On Fri, Aug 9, 2024 at 11:52 PM Jakub Kicinski kuba@kernel.org wrote:
On Fri, 9 Aug 2024 16:45:50 +0100 Pavel Begunkov wrote:
I think this is good, and it doesn't seem hacky to me, because we can check the page_pools of the netdev while we hold rtnl, so we can be sure nothing is messing with the pp configuration in the meantime. Like you say below it does validate the driver rather than rely on the driver saying it's doing the right thing. I'll look into putting this in the next version.
Why not have a flag set by the driver and advertising whether it supports providers or not, which should be checked for instance in netdev_rx_queue_restart()?
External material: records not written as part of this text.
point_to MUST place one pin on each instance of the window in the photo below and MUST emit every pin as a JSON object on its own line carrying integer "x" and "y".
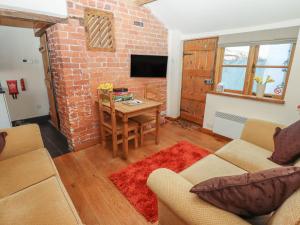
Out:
{"x": 238, "y": 66}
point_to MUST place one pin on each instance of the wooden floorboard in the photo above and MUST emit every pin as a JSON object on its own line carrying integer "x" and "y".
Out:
{"x": 85, "y": 176}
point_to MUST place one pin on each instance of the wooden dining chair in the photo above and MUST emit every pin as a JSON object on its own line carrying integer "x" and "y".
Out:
{"x": 111, "y": 126}
{"x": 147, "y": 122}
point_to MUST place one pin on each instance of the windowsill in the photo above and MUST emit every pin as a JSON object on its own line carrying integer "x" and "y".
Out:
{"x": 250, "y": 97}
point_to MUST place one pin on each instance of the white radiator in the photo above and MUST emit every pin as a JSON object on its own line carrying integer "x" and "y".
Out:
{"x": 229, "y": 125}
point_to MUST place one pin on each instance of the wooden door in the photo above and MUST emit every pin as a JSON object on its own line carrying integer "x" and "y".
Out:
{"x": 197, "y": 76}
{"x": 48, "y": 81}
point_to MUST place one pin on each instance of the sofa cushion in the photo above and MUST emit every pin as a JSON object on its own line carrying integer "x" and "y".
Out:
{"x": 24, "y": 170}
{"x": 289, "y": 212}
{"x": 287, "y": 144}
{"x": 21, "y": 139}
{"x": 250, "y": 194}
{"x": 247, "y": 156}
{"x": 43, "y": 203}
{"x": 209, "y": 167}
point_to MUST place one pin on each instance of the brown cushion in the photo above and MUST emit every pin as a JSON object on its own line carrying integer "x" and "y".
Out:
{"x": 287, "y": 144}
{"x": 2, "y": 140}
{"x": 250, "y": 194}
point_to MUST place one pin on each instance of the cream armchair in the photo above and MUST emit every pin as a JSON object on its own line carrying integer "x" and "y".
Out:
{"x": 177, "y": 206}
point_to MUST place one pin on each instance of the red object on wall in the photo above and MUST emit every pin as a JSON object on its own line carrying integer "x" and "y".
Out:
{"x": 23, "y": 87}
{"x": 13, "y": 88}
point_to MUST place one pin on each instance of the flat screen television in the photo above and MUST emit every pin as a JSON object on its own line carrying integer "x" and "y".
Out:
{"x": 148, "y": 66}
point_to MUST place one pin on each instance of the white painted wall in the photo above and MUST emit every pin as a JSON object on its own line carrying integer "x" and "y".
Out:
{"x": 175, "y": 46}
{"x": 284, "y": 114}
{"x": 17, "y": 44}
{"x": 201, "y": 16}
{"x": 56, "y": 8}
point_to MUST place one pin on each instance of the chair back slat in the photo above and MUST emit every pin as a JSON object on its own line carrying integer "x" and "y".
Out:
{"x": 107, "y": 109}
{"x": 153, "y": 92}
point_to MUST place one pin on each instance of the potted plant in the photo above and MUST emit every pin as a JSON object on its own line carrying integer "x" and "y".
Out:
{"x": 261, "y": 85}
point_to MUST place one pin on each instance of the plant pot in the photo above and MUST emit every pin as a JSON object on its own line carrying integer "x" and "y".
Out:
{"x": 260, "y": 90}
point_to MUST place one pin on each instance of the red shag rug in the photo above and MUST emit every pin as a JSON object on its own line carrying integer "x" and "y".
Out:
{"x": 131, "y": 181}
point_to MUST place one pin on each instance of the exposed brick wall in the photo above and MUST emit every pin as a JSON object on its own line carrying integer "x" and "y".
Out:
{"x": 77, "y": 72}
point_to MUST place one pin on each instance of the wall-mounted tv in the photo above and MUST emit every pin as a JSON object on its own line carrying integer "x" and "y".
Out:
{"x": 148, "y": 66}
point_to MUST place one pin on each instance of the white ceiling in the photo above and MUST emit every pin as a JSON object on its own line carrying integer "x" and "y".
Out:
{"x": 202, "y": 16}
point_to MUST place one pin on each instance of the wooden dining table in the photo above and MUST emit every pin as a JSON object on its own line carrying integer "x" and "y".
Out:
{"x": 126, "y": 111}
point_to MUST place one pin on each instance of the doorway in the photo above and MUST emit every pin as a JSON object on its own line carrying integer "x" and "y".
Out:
{"x": 197, "y": 77}
{"x": 25, "y": 61}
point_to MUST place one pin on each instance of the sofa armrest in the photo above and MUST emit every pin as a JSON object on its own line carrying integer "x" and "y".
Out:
{"x": 173, "y": 190}
{"x": 21, "y": 139}
{"x": 260, "y": 133}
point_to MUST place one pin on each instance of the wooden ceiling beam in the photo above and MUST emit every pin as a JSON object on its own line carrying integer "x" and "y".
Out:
{"x": 142, "y": 2}
{"x": 13, "y": 14}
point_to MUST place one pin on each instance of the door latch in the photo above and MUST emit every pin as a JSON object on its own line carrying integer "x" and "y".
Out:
{"x": 208, "y": 82}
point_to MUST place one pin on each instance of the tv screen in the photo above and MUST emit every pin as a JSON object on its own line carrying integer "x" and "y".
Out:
{"x": 149, "y": 66}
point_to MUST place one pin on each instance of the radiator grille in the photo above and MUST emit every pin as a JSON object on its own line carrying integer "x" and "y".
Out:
{"x": 229, "y": 125}
{"x": 231, "y": 117}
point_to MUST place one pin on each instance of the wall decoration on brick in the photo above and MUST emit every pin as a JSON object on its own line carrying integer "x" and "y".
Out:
{"x": 99, "y": 27}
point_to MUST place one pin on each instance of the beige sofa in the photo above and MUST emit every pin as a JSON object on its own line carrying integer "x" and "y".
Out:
{"x": 177, "y": 206}
{"x": 31, "y": 192}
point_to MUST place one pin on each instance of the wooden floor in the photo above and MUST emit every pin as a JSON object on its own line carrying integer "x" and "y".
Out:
{"x": 84, "y": 174}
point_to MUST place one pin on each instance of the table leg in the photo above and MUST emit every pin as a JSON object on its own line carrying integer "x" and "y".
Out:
{"x": 125, "y": 136}
{"x": 157, "y": 124}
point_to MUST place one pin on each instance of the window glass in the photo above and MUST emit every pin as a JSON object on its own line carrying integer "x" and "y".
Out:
{"x": 274, "y": 55}
{"x": 236, "y": 55}
{"x": 233, "y": 78}
{"x": 277, "y": 74}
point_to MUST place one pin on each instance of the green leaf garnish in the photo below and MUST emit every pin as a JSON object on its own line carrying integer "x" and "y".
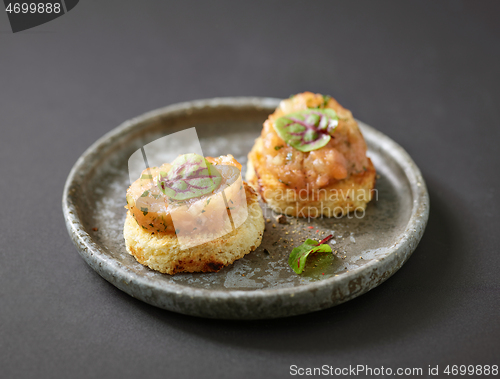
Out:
{"x": 298, "y": 256}
{"x": 307, "y": 130}
{"x": 191, "y": 176}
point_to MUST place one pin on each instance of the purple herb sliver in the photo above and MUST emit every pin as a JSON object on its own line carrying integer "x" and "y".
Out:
{"x": 307, "y": 130}
{"x": 191, "y": 175}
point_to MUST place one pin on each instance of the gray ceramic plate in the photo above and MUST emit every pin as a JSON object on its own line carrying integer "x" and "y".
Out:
{"x": 367, "y": 250}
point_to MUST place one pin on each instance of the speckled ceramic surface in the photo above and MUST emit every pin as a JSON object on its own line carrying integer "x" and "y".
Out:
{"x": 367, "y": 250}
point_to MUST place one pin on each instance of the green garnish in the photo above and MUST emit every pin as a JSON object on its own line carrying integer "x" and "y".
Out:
{"x": 191, "y": 176}
{"x": 298, "y": 256}
{"x": 326, "y": 99}
{"x": 307, "y": 130}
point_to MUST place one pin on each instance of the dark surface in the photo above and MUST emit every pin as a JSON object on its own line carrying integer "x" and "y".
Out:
{"x": 424, "y": 73}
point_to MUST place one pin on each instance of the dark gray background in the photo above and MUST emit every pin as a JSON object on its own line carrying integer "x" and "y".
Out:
{"x": 425, "y": 73}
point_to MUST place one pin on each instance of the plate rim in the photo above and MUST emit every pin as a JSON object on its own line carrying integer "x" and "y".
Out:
{"x": 89, "y": 249}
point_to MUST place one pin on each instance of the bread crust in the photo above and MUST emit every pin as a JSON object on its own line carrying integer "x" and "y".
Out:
{"x": 334, "y": 200}
{"x": 163, "y": 252}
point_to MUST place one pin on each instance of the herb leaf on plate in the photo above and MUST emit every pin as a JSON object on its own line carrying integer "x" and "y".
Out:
{"x": 298, "y": 256}
{"x": 307, "y": 130}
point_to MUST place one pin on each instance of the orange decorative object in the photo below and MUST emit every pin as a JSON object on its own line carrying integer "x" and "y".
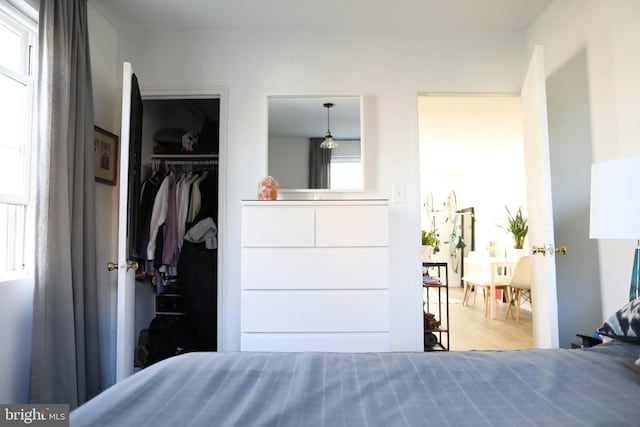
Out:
{"x": 268, "y": 188}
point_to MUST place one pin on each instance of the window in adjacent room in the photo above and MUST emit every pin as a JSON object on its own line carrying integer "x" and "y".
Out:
{"x": 17, "y": 53}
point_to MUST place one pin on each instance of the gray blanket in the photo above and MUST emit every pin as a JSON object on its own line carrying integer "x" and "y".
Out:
{"x": 593, "y": 387}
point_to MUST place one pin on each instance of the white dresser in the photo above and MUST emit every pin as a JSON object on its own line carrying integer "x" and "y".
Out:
{"x": 315, "y": 276}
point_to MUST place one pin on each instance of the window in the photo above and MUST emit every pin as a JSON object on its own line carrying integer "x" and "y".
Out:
{"x": 17, "y": 53}
{"x": 346, "y": 170}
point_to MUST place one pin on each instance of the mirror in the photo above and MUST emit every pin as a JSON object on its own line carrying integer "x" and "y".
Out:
{"x": 297, "y": 126}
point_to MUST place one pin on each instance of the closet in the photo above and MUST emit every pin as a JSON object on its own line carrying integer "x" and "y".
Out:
{"x": 173, "y": 223}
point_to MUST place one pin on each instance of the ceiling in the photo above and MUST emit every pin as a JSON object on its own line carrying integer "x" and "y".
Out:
{"x": 167, "y": 15}
{"x": 304, "y": 117}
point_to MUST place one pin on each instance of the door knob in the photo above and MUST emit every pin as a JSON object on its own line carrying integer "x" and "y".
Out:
{"x": 130, "y": 266}
{"x": 542, "y": 250}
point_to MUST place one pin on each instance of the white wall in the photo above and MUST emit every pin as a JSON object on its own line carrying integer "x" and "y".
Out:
{"x": 16, "y": 318}
{"x": 609, "y": 31}
{"x": 104, "y": 44}
{"x": 388, "y": 69}
{"x": 289, "y": 162}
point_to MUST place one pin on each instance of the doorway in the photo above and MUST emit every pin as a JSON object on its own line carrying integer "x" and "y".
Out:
{"x": 472, "y": 145}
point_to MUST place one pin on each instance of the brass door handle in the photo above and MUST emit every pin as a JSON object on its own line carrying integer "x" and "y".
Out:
{"x": 542, "y": 250}
{"x": 130, "y": 266}
{"x": 548, "y": 250}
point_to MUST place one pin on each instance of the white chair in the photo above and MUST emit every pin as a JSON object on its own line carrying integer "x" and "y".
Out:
{"x": 477, "y": 275}
{"x": 519, "y": 285}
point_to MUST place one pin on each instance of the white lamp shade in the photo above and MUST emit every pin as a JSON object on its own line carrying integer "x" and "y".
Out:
{"x": 615, "y": 199}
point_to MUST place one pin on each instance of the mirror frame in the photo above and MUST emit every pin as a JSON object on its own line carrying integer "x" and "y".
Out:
{"x": 322, "y": 99}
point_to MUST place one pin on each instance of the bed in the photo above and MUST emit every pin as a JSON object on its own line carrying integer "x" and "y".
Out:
{"x": 598, "y": 386}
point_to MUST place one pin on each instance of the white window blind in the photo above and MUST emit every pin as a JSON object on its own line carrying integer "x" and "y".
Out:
{"x": 17, "y": 42}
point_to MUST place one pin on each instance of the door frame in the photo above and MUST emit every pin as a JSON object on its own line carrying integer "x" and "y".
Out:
{"x": 536, "y": 334}
{"x": 221, "y": 93}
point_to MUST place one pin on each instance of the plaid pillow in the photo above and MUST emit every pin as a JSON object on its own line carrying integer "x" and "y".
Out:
{"x": 624, "y": 324}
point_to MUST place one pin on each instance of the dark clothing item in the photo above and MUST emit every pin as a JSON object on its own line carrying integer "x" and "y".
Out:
{"x": 197, "y": 274}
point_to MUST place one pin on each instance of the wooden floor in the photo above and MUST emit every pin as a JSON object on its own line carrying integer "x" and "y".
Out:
{"x": 470, "y": 330}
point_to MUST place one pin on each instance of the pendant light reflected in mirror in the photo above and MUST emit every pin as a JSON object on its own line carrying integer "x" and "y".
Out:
{"x": 328, "y": 142}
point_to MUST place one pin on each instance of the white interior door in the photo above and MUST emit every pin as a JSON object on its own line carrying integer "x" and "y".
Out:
{"x": 126, "y": 275}
{"x": 539, "y": 205}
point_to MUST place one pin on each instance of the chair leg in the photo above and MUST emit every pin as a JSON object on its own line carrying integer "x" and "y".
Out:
{"x": 486, "y": 301}
{"x": 466, "y": 294}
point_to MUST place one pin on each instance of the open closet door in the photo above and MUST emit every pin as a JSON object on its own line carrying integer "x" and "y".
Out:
{"x": 129, "y": 179}
{"x": 539, "y": 207}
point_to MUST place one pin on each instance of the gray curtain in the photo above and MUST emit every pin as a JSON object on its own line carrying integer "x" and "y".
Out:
{"x": 319, "y": 161}
{"x": 66, "y": 356}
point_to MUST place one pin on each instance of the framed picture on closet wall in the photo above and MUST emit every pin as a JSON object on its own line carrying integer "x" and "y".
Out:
{"x": 105, "y": 148}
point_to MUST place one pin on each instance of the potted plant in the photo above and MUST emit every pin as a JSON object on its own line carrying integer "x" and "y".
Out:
{"x": 517, "y": 226}
{"x": 430, "y": 243}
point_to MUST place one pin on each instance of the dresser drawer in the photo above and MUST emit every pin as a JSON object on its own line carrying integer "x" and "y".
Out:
{"x": 346, "y": 341}
{"x": 315, "y": 311}
{"x": 352, "y": 226}
{"x": 278, "y": 226}
{"x": 315, "y": 268}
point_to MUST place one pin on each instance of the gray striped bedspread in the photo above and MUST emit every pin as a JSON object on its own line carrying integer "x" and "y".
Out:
{"x": 599, "y": 386}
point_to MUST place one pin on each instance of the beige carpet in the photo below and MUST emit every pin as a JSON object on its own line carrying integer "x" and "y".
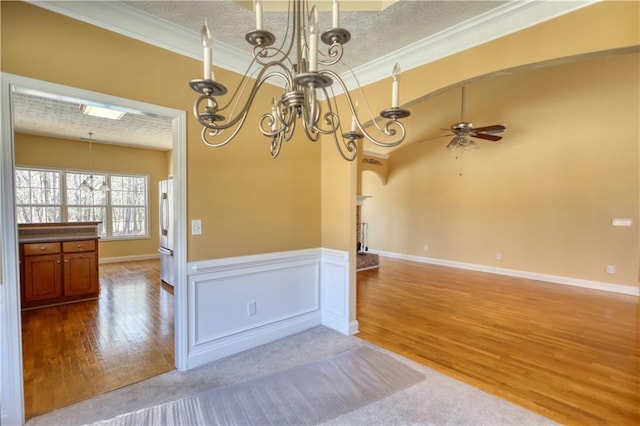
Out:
{"x": 304, "y": 395}
{"x": 434, "y": 400}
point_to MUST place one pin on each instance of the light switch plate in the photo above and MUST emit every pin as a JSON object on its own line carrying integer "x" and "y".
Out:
{"x": 622, "y": 221}
{"x": 196, "y": 227}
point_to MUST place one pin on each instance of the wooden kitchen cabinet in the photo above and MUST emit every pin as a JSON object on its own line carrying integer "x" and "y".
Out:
{"x": 54, "y": 272}
{"x": 42, "y": 278}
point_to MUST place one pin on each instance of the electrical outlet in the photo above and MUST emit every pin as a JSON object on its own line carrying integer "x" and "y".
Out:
{"x": 196, "y": 227}
{"x": 251, "y": 308}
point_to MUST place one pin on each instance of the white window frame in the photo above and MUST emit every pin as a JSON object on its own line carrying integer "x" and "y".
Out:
{"x": 108, "y": 222}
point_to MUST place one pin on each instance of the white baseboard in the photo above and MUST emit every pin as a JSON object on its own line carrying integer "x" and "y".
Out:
{"x": 250, "y": 338}
{"x": 556, "y": 279}
{"x": 238, "y": 303}
{"x": 136, "y": 258}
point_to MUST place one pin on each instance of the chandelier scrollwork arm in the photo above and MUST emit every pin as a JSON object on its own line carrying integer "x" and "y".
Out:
{"x": 295, "y": 63}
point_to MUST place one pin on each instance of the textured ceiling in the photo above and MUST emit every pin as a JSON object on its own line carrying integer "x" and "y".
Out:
{"x": 374, "y": 35}
{"x": 40, "y": 114}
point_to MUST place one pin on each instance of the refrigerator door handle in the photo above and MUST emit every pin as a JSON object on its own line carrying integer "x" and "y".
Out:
{"x": 164, "y": 212}
{"x": 165, "y": 251}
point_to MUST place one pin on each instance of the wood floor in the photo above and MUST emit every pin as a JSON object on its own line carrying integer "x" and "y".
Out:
{"x": 567, "y": 353}
{"x": 76, "y": 351}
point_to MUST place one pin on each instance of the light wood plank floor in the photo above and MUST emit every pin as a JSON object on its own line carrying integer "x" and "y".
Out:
{"x": 568, "y": 353}
{"x": 76, "y": 351}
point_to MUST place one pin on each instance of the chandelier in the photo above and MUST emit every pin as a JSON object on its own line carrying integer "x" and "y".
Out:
{"x": 88, "y": 184}
{"x": 308, "y": 99}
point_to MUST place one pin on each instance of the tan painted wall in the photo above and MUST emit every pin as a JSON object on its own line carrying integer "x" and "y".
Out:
{"x": 38, "y": 151}
{"x": 248, "y": 202}
{"x": 545, "y": 196}
{"x": 600, "y": 27}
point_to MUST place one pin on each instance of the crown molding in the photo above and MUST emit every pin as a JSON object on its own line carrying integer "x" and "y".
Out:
{"x": 131, "y": 22}
{"x": 503, "y": 20}
{"x": 509, "y": 18}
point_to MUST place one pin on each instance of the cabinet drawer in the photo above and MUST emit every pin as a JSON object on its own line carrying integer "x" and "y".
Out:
{"x": 76, "y": 246}
{"x": 41, "y": 248}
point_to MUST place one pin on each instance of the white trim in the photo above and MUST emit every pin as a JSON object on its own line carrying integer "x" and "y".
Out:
{"x": 319, "y": 279}
{"x": 136, "y": 258}
{"x": 139, "y": 25}
{"x": 11, "y": 354}
{"x": 509, "y": 18}
{"x": 556, "y": 279}
{"x": 11, "y": 385}
{"x": 335, "y": 291}
{"x": 503, "y": 20}
{"x": 251, "y": 261}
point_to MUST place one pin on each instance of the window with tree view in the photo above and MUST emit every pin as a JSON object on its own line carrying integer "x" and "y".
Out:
{"x": 44, "y": 196}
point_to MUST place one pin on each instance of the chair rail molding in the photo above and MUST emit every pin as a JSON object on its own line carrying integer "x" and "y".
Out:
{"x": 238, "y": 303}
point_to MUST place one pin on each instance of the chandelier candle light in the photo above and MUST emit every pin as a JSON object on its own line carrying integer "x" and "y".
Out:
{"x": 303, "y": 71}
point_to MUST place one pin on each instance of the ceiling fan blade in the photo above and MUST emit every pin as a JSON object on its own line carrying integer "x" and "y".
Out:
{"x": 496, "y": 128}
{"x": 486, "y": 136}
{"x": 436, "y": 137}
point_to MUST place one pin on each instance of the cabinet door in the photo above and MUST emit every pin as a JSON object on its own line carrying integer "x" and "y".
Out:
{"x": 80, "y": 274}
{"x": 42, "y": 278}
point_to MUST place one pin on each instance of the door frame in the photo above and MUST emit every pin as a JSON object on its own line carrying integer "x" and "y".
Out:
{"x": 11, "y": 384}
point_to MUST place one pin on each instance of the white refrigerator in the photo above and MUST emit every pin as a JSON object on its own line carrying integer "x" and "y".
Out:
{"x": 166, "y": 231}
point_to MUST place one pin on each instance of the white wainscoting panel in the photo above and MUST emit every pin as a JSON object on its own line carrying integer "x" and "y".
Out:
{"x": 334, "y": 291}
{"x": 238, "y": 303}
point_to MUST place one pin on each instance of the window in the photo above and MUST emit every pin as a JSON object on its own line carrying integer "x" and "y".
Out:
{"x": 38, "y": 196}
{"x": 128, "y": 205}
{"x": 55, "y": 196}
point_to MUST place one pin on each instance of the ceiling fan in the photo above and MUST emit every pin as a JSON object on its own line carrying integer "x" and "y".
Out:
{"x": 464, "y": 130}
If set, the driver should do the right thing. That's in addition to a new pp_params flag explicitly telling if pp should use providers. It's more explicit and feels a little less hacky.
You mean like I suggested in the previous two emails? :)
Given how easy the check is to implement, I think it's worth adding as a sanity check. But the flag should be the main API, if the sanity check starts to be annoying we'll ditch it.
I think we're talking about 2 slightly different flags, AFAIU.
Pavel and I are suggesting the driver reports "I support memory providers" directly to core (via the queue-api or what not), and we check that flag directly in netdev_rx_queue_restart(), and fail immediately if the support is not there.
Jakub is suggesting a page_pool_params flag which lets the driver report "I support memory providers". If the driver doesn't support it but core is trying to configure that, then the page_pool_create will fail, which will cause the queue API operation (ndo_queue_alloc_mem_alloc) to fail, which causes netdev_rx_queue_restart() to fail.
Both are fine, I don't see any extremely strong reason to pick one of the other. I prefer Jakub's suggestion, just because it's closer to the page_pool and may be more reusable in the future. I'll err on the side of that unless I hear strong preference to the contrary.
I also think the additional check that Jakub is requesting is easy to implement and unobjectionable. It would let core validate that the driver did actually create the page_pool with the memory provider. I think one of the goals of the queue API was to allow core to do more validation on driver configuration anyway.